Vous l’avez dit, le monde est en pleine mutation. Les films sélectionnés reflètent-ils ce climat d’incertitude qui entoure une période de métamorphose ?
Exactement. Parce que quelque part, il y a une prise de conscience des réalisateurs présents, des journalistes, artistes… On évolue aussi par rapport au contexte, à la situation. Faire un film sur l’Algérie, par exemple, aujourd’hui, intègre une remise en cause avec une réflexion. On ne peut pas continuer à rejeter toutes les fautes sur l’occident. Nous aussi avons à faire notre propre autocritique.
Terminons cet entretien par quelque chose de plus léger, mais de tellement heureux. Karim Benzéma est le 66ᵉ ballon d’or de France football. Il a dédié son trophée au peuple. On imagine que vous partagez son bonheur ?
Je crois que dans tous les métiers, c’est une question de résistance. Premièrement, il faut y croire. Ensuite, quand on croit en quelque chose, ça devient une passion et ça reste. Cette passion, on la paie cher pour le cinéma africain. Et pour arriver là où il est arrivé, Karim Benzéma, après avoir eu tant de moments difficiles, c’est qu’il aime sa passion et il a cru en lui-même et à sa passion. Le ballon d’or n’est que le résultat de cette passion et d’un échange entre ceux qui ont cru en lui et lui en eux.

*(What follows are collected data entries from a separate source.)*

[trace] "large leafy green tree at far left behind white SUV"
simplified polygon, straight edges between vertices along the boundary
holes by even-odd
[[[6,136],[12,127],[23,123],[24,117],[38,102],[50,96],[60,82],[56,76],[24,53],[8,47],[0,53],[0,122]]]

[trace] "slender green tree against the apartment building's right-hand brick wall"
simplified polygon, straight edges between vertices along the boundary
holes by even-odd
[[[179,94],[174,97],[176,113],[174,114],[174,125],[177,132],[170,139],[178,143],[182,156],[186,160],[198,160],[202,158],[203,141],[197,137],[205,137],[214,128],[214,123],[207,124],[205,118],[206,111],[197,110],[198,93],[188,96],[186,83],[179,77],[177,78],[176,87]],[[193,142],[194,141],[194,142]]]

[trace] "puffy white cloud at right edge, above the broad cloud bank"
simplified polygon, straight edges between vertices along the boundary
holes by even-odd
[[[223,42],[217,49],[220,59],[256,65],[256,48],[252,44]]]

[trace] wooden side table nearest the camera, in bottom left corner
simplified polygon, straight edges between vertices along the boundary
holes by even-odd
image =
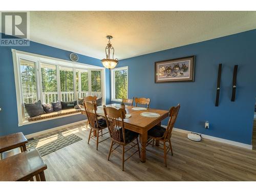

Le fait que je vienne ici, que je rencontre des réalisateurs, journalistes ou artistes africains, je sens qu’ils croient en moi et moi, je crois en eux. C’est un échange. Quelque part, on ramène une petite pierre dans ce monde qui est chaotique, qui est en train de changer. Cette pierre, c’est le Festival, c’est une belle rétrospective qui n’a rien à envier à Nextflix ou à je ne sais quelle télévision occidentale. Alors qu’il y a plein de films africains qui auraient pu avoir une plus grande audience. Mais, ça va venir, j’en suis persuadé. On ne peut pas échapper à l’Afrique !(Large sourire).
Merci Rachid Benhadj pour cet entretien exclusif,
C’est moi qui vous remercie pour ce beau moment.